Analysing Spectrum Data in Unity

Added on by Declan Kolakowski.

I recently dived down into the rabbit hole that is the unity sound API. My aim: to create a game controlled solely by sound.  (And more specifically, pitch) In my opinion this technology is extremely underused and its possibilities are really exciting. An instrument offers some very interesting control possibilities that a game pad or even a keyboard can't deal with.

 For example; the sheer number of easily accessible inputs - pretty much anyone who knows how to vaguely play an instrument will have at least a grasp of where the notes of their instrument lie, and this means they have access to a controller with potentially hundreds of inputs that are much easier to use than on a standard keyboard. Imagine an RTS or RPG with its myriad of controls and quick binds (awkward or unintuitive) - translate this complexity onto a violin or piano and all those binds become accessible and more importantly, fluid. This frees these games to change their pace dramatically, transforming their complexity into an action oriented realm, maintaining their emergence and depth while being able to process user input at a break neck speed and in a fluid manner.

The actual technicalities of doing this in Unity aren't actually that hard, however the cryptic documentation that pervades most of the sound classes makes it seem like a much more difficult task.

Essentially we are going to be using Unity's in built FFT (Fast Fourier Transform) to find pitch data and then filter that data to find a distinct pitch that can be bound to an input.

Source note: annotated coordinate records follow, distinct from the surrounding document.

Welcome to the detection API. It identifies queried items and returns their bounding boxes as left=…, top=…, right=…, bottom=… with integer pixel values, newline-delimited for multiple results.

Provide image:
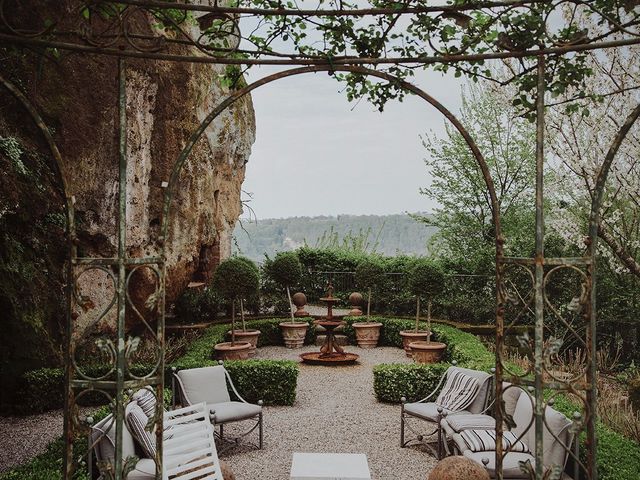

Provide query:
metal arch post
left=586, top=103, right=640, bottom=480
left=534, top=57, right=545, bottom=479
left=0, top=73, right=77, bottom=479
left=158, top=65, right=502, bottom=252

Fourier Transform Recap: a fourier transform takes audio data - (in our case from a microphone) and fits a set of a sine and cosine waves to the audio curve to deduce the magnitude of different frequency bands in that sound. In Unity's case the method we'll be using is AudioSource.GetSpectrumData(int,int,FFTWindow) which breaks the sound down into a number of given frequency bins (first argument) from a set of given channels (second argument) and transforms it using a particularly FFT Window type (third argument - I used BlackmanHarris but Hamming is fine as well and sort of depends on what instrument you are going to be using).

You can copy the output of Unity's spectrum analysis method into a float array and then iterate through it to find the the channel with the greatest amplitude and derive pitch from it.

Your input resolution must be a power of 2 and I've found that anything less than 8192 will not give clear pitch indications at lower frequencies (less than the F below middle C). [This is because the FFT bands are spaced logarithmically]

Unfortunately due to the nature of unity documentation I've not managed to calculate where the channels start in the audio spectrum making it very difficult to algorithmically ascertain the pitch of the output. Currently I'm simply using a switch statement to find the pitch from the array then parsing that into midi codes that can then be used in unity's character controller. 

Try it out. There's a wealth of possibilities here. You could try adding effects for the loudness of the player. Or even for timbral effects like slides, trills buzzes and clicks - fitted to a pre-defined frequency window these can be very accurate and create some very exciting and immersive effects.